Consistent with prior studies demonstrating safety of GM6 in humans, adverse event rates were similar between GM6- and placebo-treated patients. The most common treatment-emergent adverse event was a mild rash (observed in 2 of the 8 GM6-treated patients). The study demonstrated promising trends with respect to key measures of functional status associated with ALS progression. Compared to a historical control cohort, the decline in ALS Functional Rating Scale (ALSFRS) was slowed in GM6-treated patients (P = 0.005). At one study site (Columbia), there was significantly slowed forced vital capacity (FVC) decline 10 weeks after GM6 treatment (P = 0.027). GM6 treatment also decreased plasma abundance of key ALS biomarkers, including TDP-43, Tau and SOD1 (P ≤ 0.037).
While these data do not yet demonstrate efficacy of GM6 as an ALS treatment, our findings have revealed several positive trends warranting further evaluation in a phase III clinical study. The findings support the hypothesis that GM6 favors neuron survival in ALS patients, slowing symptom progression and promoting a biomarker profile consistent with less severe disease.
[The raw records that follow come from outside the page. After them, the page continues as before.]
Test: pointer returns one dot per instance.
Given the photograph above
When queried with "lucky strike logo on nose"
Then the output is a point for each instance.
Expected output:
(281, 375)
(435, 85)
ALS is a debilitating disease that currently lacks highly effective pharmacological treatment options. Through decades of preclinical and clinical research, we developed the peptide drug GM6 as a potential treatment to improve neuron survival and inhibit symptom progression in ALS. Findings outlined in this summary demonstrate our progress in characterizing unique mechanisms of action for GM6 as a treatment for ALS. These mechanisms involve multiple extracellular receptors and the activation of intracellular signaling cascades, leading to altered transcription of hundreds of genes with broad hormone-like effects on cellular physiology. We have hypothesized that these effects can effectively promote neuron survival in the setting of ALS, resulting in the inhibition of symptom progression. In support of this, we have demonstrated efficacy of GM6 for treatment of the ALS-like phenotype in a widely used and validated mouse model (SOD1-G93A transgenic mice). We have extended these studies in a phase 2A clinical trial enrolling ALS patients, which confirmed safety of GM6 and a lack of drug-related adverse effects, while further demonstrating promising trends related to physical function measures and ALS disease biomarkers. These results together demonstrate unique mechanisms of action mediating the effects of GM6 on neuron survival, which involve multiple extracellular receptors, signal transduction pathways, transcription factors and transcriptionally regulated genes. Our findings further support the hypothesis that these mechanisms can effectively bolster neuron survival in ALS, as demonstrated by findings from a validated ALS mouse model and favorable trends from a double-blind, randomized, placebo-controlled phase 2A clinical trial.